Covalent UV/vis-quantifiable bis-aryl hydrazone bond formation was investigated for the preparation of conjugates between alpha-poly-D-lysine (PDL) and either alpha-chymotrypsin (alpha-CT) or horseradish peroxidase (HRP). PDL and the enzymes were first modified via free amino groups with the linking reagents succinimidyl 6-hydrazinonicotinate acetone hydrazone (S-HyNic, at pH 7.6) and succinimidyl 4-formylbenzoate (S-4FB, at pH 7.2), respectively.

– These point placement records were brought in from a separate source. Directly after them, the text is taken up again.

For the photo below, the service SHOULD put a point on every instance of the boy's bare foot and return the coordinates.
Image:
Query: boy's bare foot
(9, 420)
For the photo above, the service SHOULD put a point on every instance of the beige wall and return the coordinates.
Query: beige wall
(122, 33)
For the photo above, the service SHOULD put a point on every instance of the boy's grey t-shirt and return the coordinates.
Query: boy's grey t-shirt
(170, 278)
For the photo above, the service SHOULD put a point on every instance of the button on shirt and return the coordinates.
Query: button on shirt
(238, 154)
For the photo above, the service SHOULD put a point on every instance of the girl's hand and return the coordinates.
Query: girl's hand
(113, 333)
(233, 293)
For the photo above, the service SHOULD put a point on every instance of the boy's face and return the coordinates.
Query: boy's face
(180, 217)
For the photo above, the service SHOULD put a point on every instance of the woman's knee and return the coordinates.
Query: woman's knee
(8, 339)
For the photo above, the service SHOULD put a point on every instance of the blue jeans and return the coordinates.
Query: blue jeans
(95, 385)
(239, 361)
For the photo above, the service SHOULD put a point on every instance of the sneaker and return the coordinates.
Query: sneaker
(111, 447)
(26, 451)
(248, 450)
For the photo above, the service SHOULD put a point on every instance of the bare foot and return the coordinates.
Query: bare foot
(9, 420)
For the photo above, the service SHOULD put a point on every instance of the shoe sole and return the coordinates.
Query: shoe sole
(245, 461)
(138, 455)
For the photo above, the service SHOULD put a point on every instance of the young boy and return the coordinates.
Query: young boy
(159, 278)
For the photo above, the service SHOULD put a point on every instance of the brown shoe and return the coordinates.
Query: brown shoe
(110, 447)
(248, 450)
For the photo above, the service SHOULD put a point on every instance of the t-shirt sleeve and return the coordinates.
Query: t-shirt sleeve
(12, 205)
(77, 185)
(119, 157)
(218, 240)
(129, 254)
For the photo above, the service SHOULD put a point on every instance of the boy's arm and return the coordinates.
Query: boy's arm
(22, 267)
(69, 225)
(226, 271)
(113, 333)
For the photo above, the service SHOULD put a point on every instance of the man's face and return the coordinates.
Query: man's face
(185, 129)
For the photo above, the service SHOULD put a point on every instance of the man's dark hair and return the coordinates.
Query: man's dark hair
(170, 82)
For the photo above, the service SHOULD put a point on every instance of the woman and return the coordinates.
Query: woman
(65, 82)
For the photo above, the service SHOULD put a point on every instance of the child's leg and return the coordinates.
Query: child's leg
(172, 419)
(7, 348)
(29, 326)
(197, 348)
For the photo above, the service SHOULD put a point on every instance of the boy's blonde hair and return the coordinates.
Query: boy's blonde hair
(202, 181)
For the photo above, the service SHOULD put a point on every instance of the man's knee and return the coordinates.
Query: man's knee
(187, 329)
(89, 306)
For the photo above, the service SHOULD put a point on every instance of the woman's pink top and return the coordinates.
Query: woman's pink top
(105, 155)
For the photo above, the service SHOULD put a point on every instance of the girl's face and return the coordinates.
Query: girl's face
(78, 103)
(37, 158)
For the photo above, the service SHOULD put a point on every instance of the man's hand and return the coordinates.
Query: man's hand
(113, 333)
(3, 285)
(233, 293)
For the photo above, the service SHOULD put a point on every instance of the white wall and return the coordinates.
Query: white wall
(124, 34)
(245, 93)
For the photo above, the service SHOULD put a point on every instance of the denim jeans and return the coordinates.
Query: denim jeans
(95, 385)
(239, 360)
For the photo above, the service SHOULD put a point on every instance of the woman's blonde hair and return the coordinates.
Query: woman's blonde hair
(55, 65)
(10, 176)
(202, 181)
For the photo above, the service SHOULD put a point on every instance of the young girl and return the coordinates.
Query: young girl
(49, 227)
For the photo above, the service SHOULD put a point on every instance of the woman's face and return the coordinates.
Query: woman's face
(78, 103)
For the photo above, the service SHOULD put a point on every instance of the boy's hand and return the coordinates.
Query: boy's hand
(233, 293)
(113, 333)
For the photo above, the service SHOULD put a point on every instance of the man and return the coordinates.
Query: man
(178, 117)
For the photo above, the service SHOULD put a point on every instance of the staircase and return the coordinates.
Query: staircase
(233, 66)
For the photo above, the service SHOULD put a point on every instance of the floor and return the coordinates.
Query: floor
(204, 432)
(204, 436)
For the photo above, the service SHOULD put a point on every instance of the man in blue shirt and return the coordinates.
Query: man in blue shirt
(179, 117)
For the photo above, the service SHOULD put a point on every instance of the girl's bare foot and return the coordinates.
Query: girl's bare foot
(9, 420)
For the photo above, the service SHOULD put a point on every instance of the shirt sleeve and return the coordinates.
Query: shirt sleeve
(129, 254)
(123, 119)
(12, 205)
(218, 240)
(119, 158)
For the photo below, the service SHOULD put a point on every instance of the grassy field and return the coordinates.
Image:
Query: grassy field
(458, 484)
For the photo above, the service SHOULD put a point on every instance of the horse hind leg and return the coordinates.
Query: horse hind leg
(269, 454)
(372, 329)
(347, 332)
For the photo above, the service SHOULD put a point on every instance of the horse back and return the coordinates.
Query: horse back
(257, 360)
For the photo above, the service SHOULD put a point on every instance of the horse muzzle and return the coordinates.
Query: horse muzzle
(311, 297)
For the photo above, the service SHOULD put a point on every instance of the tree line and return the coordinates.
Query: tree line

The modified PDL and enzymes were then conjugated at pH 4.7, whereby polymer chains carrying several enzymes were obtained. Kinetics of the bis-aryl hydrazone bond formation was investigated spectrophotometrically at 354 nm. Retention of the enzymatic activity after conjugate formation was confirmed by using the substrates N-succinimidyl-L-Ala-L-Ala-L-Pro-L-Phe-p-nitroanilide (for alpha-CT) and 2,2'-azino-bis(3-ethylbenzothiazoline-6-sulfonic acid) diammonium salt (ABTS, for HRP). Thus, not only a mild and efficient preparation and convenient quantification of a conjugate between the polycationic alpha-polylysine and enzymes could be shown, but also the complete preservation of the enzymatic activity.